When fewer than 2 matches survive the MinScore gate, the prompt builder emits a KnowledgeRetrievalMiss event via IRetrievalTracer.Miss. Operators surface this in the HealthMonitor admin module to detect deployments where the knowledge base is empty or the embedding model is mismatched.

Observability

The IRetrievalTracer interface:

type IRetrievalTracer =
    abstract Trace: RetrievalTrace -> AccessContext -> Async<unit>
    abstract Miss: scope: VectorScope -> queryHash: string -> Async<unit>

and RetrievalTrace = {
    QueryHash: string            // SHA256; never plaintext
    QueryLength: int
    RequestedScopes: VectorScope list
    PermittedScopes: VectorScope list
    TopK: int
    CandidatePoolSize: int
    TopScore: float
    Dense: bool
    Sparse: bool
    Reranked: bool
    LatencyMs: int
    Stages: string list
    ResultCount: int
}

Two shipped tracers:

  • NoOpRetrievalTracer — zero-cost opt-out.
  • EventStoreRetrievalTracer (default) — writes KnowledgeRetrieved events to IEventStore under _platform.retrieval.

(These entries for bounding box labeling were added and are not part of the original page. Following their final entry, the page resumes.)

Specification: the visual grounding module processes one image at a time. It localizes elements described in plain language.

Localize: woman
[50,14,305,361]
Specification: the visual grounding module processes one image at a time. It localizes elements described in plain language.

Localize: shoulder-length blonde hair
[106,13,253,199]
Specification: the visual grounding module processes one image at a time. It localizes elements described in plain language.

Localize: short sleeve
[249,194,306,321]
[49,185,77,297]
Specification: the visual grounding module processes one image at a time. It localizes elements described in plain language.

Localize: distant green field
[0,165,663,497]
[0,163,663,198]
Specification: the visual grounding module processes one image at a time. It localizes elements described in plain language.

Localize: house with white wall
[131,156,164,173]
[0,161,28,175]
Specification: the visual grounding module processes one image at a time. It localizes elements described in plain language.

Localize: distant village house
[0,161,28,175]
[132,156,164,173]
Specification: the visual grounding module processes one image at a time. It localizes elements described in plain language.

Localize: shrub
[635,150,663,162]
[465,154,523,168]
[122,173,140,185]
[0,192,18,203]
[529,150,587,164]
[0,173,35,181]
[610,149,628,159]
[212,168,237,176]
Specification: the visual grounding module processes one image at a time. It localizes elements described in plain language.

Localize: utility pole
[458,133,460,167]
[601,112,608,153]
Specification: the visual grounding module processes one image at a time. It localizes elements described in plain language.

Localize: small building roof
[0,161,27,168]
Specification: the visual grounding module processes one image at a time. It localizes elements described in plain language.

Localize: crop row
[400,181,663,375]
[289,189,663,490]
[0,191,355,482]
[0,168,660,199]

The KnowledgeRetrieved event type is a wire-format contract. Use it for retrieval-quality monitoring, replay debugging (with the QueryHash as the dedup key), and slow-query investigation.

/health/rag exposes a 60-second rolling-window snapshot from IRagTelemetry: embedding latency, ingestion queue depth, flush latency, retrieval hit / miss / empty counts. The HealthMonitorUI admin module surfaces it for operators.

Multi-modal extensions (deferred)

The IOcrProvider, ITableExtractor, and IImageEmbedder extension points reserve the surface for future multimodal work:

  • IOcrProvider — scanned-document OCR. Default no-op (assumes documents are text-extractable).
  • ITableExtractor — table extraction with structure preserved. Default no-op.
  • IImageEmbedder — CLIP-style image vectors in a shared modality space. No default registered (no honest no-op).

When IAIProvider.AIProviderMessage.Content is widened to support multimodal content blocks (future SDK version), the image-embedding path will plug in alongside text embedding for cross-modal retrieval.